How does Atticus use Mrs.Dubose's death to teach the children about courage in To Kill a Mockingbird?
Early in the narrative of To Kill a Mockingbird, Miss Maudie tells the children, "Atticus Finch is the same in his house as he is on the public streets." This observation of Miss Maudie indicates that Atticus believes in the power of example. Therefore, he is aware of his own behavior constantly so that his children will observe his example and learn from it.
Applying this concept to the incident of Jem's vindictive cutting of Mrs. Dubose's camellias, Atticus decides that his son will better learn what kind of person Mrs. Dubose really is by observing how she conducts herself, and not by her drug-induced words.
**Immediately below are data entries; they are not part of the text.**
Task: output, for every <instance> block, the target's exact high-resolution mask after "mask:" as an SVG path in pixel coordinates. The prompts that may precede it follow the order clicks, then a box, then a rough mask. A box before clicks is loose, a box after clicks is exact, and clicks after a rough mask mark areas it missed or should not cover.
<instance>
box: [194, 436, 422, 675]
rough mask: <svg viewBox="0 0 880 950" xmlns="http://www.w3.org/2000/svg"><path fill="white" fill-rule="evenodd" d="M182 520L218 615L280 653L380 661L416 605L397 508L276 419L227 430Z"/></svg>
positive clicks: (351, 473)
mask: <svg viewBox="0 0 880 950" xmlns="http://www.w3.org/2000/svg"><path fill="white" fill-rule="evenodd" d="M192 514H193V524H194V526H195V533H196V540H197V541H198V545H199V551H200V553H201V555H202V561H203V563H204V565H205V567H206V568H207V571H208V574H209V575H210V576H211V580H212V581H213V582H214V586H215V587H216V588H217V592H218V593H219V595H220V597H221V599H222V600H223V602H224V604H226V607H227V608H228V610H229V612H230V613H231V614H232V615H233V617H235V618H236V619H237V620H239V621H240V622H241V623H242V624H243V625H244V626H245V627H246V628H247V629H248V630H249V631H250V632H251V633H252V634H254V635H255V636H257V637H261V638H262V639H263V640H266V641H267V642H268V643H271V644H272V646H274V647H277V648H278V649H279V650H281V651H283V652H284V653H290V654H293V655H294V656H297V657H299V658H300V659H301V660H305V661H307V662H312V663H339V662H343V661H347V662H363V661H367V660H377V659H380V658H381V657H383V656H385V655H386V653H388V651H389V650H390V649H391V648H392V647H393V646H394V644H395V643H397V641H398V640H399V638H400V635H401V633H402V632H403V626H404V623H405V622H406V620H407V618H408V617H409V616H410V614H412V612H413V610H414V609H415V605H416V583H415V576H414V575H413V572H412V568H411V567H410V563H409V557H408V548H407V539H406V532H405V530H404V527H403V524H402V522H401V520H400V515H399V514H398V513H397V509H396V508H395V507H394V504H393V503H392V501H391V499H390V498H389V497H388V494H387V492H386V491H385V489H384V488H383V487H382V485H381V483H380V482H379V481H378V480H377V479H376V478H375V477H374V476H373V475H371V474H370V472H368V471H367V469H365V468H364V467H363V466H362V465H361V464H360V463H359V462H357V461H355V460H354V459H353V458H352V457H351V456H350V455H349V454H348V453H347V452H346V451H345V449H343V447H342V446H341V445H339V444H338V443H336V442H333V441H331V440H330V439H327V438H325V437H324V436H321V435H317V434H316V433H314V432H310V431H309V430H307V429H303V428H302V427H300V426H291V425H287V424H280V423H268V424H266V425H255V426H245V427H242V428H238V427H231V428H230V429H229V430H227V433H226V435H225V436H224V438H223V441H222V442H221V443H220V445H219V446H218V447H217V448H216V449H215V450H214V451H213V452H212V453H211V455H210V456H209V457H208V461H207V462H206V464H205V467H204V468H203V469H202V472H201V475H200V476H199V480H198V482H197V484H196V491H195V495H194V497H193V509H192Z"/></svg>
Therefore, he assigns Jem the task of reading to her each day for a designated time. Finally, the sentence is completed and Jem is no longer required to visit her and read.
Then, one day Atticus returns home with a shoe box containing a perfect white camellia; Jem is annoyed that she will not "leave [him]alone"; however, his father disabuses him of this idea as he explains that Mrs. Dubose had actually been withdrawing from morphine addiction and enduring tremendous pain while Jem read. Atticus tells his son,
"I wanted you to see what real courage is, instead of getting the idea that courage is a man with a gun in his hand."
From Mrs. Dubose, Jem learns a lesson that his father will later underscore at the Tom Robinson trial: The noble fight against their foes even when they know they will be beaten because doing so is the morally correct thing to do.